A friend and I finagled a LEGAL way to collect live rock in the Florida Keys, Marathon to be precise - back in the 1990's. Basically we signed on as crew with a licensed collector. We did this as I was building up a 150 and my friend a 1,000g tank to go in his new addition. We needed a lot of rock.
We collected it and staged it in an undisclosed location. ;-) The day we were to start the drive back to Cambridge, MA we woke early, rented a big A** GMC Allison diesel truck - 24' box - then drove to Home Depot. BTW - It was summer and a refrigerator truck was too expensive for us to rent. At HD we purchased many styrofoam 4 x 8 panels. I think they were 1" thick. We had brought a few powerful air pumps, air stones and plenty of tubing, 3/16" I think, with us, plus a number of clamps so that we could balance out the air flow.

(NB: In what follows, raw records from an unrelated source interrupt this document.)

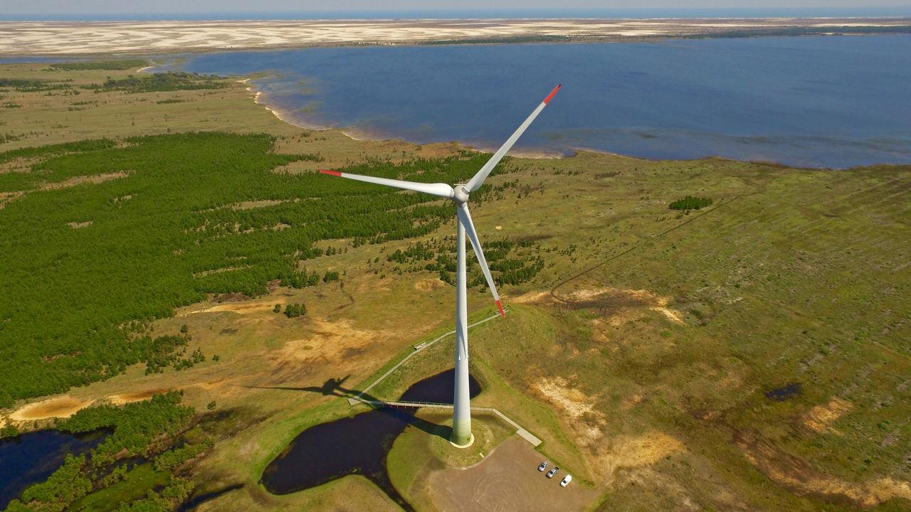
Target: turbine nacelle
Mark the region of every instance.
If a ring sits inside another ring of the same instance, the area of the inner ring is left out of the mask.
[[[430,194],[432,196],[436,196],[439,198],[447,198],[456,203],[456,214],[458,218],[458,224],[465,229],[465,233],[468,237],[468,241],[471,241],[471,247],[475,250],[475,255],[477,256],[477,262],[480,263],[481,271],[484,272],[484,278],[487,282],[487,286],[490,288],[490,292],[494,296],[494,302],[496,302],[496,308],[499,310],[500,314],[506,316],[506,312],[503,311],[503,305],[500,303],[500,296],[496,292],[496,285],[494,283],[494,278],[490,275],[490,268],[487,266],[487,261],[484,258],[484,251],[481,250],[481,241],[477,238],[477,232],[475,230],[475,223],[471,220],[471,213],[468,211],[468,196],[475,190],[481,188],[484,184],[484,180],[487,179],[490,172],[494,170],[496,164],[503,159],[506,156],[507,151],[513,147],[513,144],[518,140],[519,136],[525,132],[528,125],[535,120],[535,118],[541,113],[541,110],[548,106],[557,91],[560,89],[560,86],[558,85],[554,87],[554,90],[550,91],[550,94],[544,98],[537,108],[532,111],[531,115],[528,116],[525,121],[516,129],[515,132],[507,141],[496,150],[496,153],[490,159],[484,164],[476,174],[468,180],[465,185],[456,185],[455,187],[450,187],[445,183],[418,183],[415,181],[404,181],[402,179],[391,179],[389,178],[376,178],[374,176],[361,176],[359,174],[349,174],[347,172],[340,172],[338,170],[321,170],[320,172],[323,174],[328,174],[330,176],[338,176],[340,178],[347,178],[348,179],[356,179],[358,181],[365,181],[367,183],[376,183],[377,185],[387,185],[389,187],[395,187],[396,189],[402,189],[404,190],[413,190],[415,192],[424,192],[425,194]],[[464,280],[463,280],[464,281]],[[464,286],[464,284],[463,284]],[[467,347],[466,347],[466,353],[467,353]]]
[[[468,190],[465,189],[465,185],[456,185],[453,187],[453,200],[456,204],[465,204],[468,202]]]

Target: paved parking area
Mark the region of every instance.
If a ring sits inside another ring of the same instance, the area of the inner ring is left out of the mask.
[[[531,445],[514,435],[475,466],[434,473],[431,496],[444,512],[583,510],[598,497],[578,482],[561,487],[563,471],[546,477],[537,471],[542,460]]]

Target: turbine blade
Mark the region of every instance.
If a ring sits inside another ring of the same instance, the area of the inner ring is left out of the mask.
[[[328,174],[329,176],[338,176],[340,178],[347,178],[348,179],[356,179],[358,181],[376,183],[377,185],[386,185],[388,187],[395,187],[396,189],[404,189],[405,190],[424,192],[425,194],[430,194],[432,196],[438,196],[441,198],[453,197],[453,188],[445,183],[417,183],[415,181],[404,181],[402,179],[389,179],[388,178],[376,178],[374,176],[350,174],[347,172],[339,172],[337,170],[320,170],[320,172],[322,174]]]
[[[484,277],[487,280],[487,286],[490,287],[490,292],[494,295],[494,302],[496,302],[496,309],[500,310],[500,316],[506,318],[507,313],[503,311],[503,304],[500,303],[500,295],[496,292],[496,285],[494,283],[494,278],[490,275],[490,267],[487,266],[487,260],[485,259],[484,251],[481,251],[481,241],[477,239],[475,224],[471,221],[468,205],[466,203],[458,205],[456,212],[458,214],[458,221],[465,228],[465,233],[471,241],[471,247],[475,250],[475,255],[477,256],[477,262],[481,264],[481,271],[484,272]]]
[[[507,138],[507,141],[503,143],[503,146],[501,146],[500,148],[497,149],[496,153],[494,153],[494,156],[490,157],[490,159],[487,160],[487,163],[484,164],[484,167],[481,168],[481,170],[478,170],[477,174],[472,177],[471,180],[468,181],[468,183],[465,186],[466,190],[468,190],[469,193],[474,192],[475,190],[478,189],[481,187],[481,185],[484,184],[484,180],[486,179],[487,175],[490,174],[490,171],[493,170],[495,167],[496,167],[496,164],[500,163],[500,160],[503,159],[504,156],[506,156],[507,151],[508,151],[509,148],[513,147],[513,144],[516,144],[516,141],[518,140],[519,136],[521,136],[522,133],[525,132],[526,128],[528,128],[528,125],[530,125],[531,122],[535,120],[535,118],[537,118],[537,115],[541,113],[541,110],[544,110],[544,108],[548,106],[548,103],[550,102],[550,99],[554,97],[554,95],[557,94],[557,91],[558,90],[560,90],[560,84],[558,84],[557,87],[554,87],[554,90],[550,91],[550,94],[548,94],[548,97],[544,98],[544,101],[542,101],[541,104],[538,105],[537,108],[535,108],[535,110],[531,113],[531,115],[528,116],[528,118],[521,125],[519,125],[517,128],[516,128],[516,131],[513,132],[513,134],[509,136],[509,138]]]

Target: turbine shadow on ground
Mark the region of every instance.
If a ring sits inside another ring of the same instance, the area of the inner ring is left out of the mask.
[[[330,378],[327,379],[322,385],[320,386],[303,386],[303,387],[290,387],[290,386],[255,386],[248,385],[243,386],[251,389],[277,389],[283,391],[304,391],[308,393],[319,393],[324,396],[338,396],[340,398],[358,398],[359,400],[365,401],[365,404],[372,409],[386,409],[388,412],[401,419],[403,422],[421,429],[422,431],[431,435],[442,437],[444,439],[449,440],[452,436],[452,426],[446,425],[438,425],[427,420],[419,418],[415,415],[415,412],[417,407],[405,407],[405,411],[401,410],[398,406],[393,405],[384,405],[376,403],[385,404],[385,400],[377,398],[370,394],[362,393],[355,389],[347,389],[342,386],[342,384],[351,377],[350,374],[345,375],[342,378]]]

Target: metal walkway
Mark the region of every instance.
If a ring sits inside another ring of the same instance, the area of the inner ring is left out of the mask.
[[[452,409],[453,408],[453,404],[438,404],[438,403],[435,403],[435,402],[392,402],[392,401],[390,401],[390,402],[383,402],[383,401],[380,401],[380,400],[364,400],[364,399],[361,398],[360,396],[353,396],[353,397],[348,398],[348,403],[351,404],[352,405],[354,405],[356,404],[367,404],[368,405],[376,405],[376,406],[379,406],[379,407],[415,407],[415,408],[430,407],[430,408],[436,408],[436,409]],[[499,412],[498,410],[496,410],[496,409],[495,409],[493,407],[475,407],[475,406],[473,406],[471,408],[471,410],[475,411],[475,412],[479,412],[479,413],[487,413],[487,414],[496,415],[499,416],[499,418],[502,419],[503,421],[505,421],[505,422],[508,423],[509,425],[511,425],[516,429],[516,434],[518,434],[519,436],[521,436],[523,439],[525,439],[526,441],[531,443],[532,445],[537,446],[538,445],[541,444],[541,440],[540,439],[538,439],[537,437],[536,437],[533,434],[531,434],[527,430],[522,428],[522,425],[520,425],[519,424],[514,422],[508,416],[507,416],[506,415],[504,415],[503,413]]]

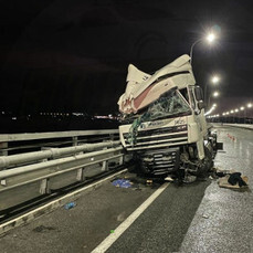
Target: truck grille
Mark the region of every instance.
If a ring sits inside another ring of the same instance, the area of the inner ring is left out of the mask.
[[[183,145],[188,141],[187,125],[139,130],[134,145],[129,143],[128,134],[124,134],[124,139],[128,150]]]
[[[140,154],[143,170],[152,175],[166,175],[179,168],[179,148],[158,149]]]

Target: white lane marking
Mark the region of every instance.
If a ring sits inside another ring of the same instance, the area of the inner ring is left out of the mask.
[[[115,231],[109,234],[92,253],[103,253],[134,223],[134,221],[152,203],[152,201],[169,186],[160,186],[144,203],[141,203]]]

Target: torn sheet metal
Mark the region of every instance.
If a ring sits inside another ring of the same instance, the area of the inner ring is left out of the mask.
[[[154,75],[141,72],[130,64],[126,92],[118,101],[119,110],[124,114],[137,113],[175,87],[180,89],[187,85],[194,85],[189,60],[189,55],[185,54]]]

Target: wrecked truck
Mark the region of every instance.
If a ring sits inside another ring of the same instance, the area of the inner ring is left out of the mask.
[[[152,75],[129,64],[126,81],[118,101],[119,135],[138,169],[158,177],[207,172],[217,136],[208,129],[203,93],[196,84],[189,55]]]

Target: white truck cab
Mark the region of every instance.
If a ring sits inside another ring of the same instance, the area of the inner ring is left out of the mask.
[[[212,162],[202,89],[189,60],[185,54],[154,75],[128,67],[118,101],[119,135],[146,173],[166,176],[179,168],[201,173]]]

The floor and sidewalls of the truck got double layers of styrofoam, we put our fresh liverock in giant barrels we picked up at a local food distributor. Pickles had been shipped in them. No matter how much we washed with water and rinsed they still smelled like pickles, which, since we had no other barrels, we were also in. (OY!! That's terrible. HAH) But we plowed forward. 12 barrels were filled with rock and natural sea water nearly to the top and went into the truck in the shape of an Iron Cross. 4 more barrels filled to the brim with ice went in the corners.
Then we installed the airstones and cranked the pumps (driven by some sort of converter off the truck's power supply - my friend was frickin brilliant at this stuff,) put on the barrel covers, and capped them all with more double layer sheets of styrofoam. So we had live rock in a giant cooler in a truck.
Day one: We managed to do all that and hit the road at 2:00 pm. Got to a motel in GA at 2:00 am and managed to convince the night clerk to let us power the pumps with an extension cord out our window. Day 2 -- driving by 9:00 am and arrived Cambridge about 20 hours later. Unloaded the rock next day. All but 2 barrels made it perfectly, the other two were FOUL! The temperature which had been 80ish when packed had been brought down by the ice to 70. We were very surprised.
First night I had my rock in my 150 I went downstairs and shined a flashlight and the number of small copepods and such in the tank was astonishing. Caught the mantis shrimp who hitch hiked. Let the gorgeous nudibranch live out its natural lifespan. Kept this tank pretty much as a FOWLR.
My 150 ran for about 8 years before I sold it to a dentist - hope it is still running now. My friend still has his 1,000 up.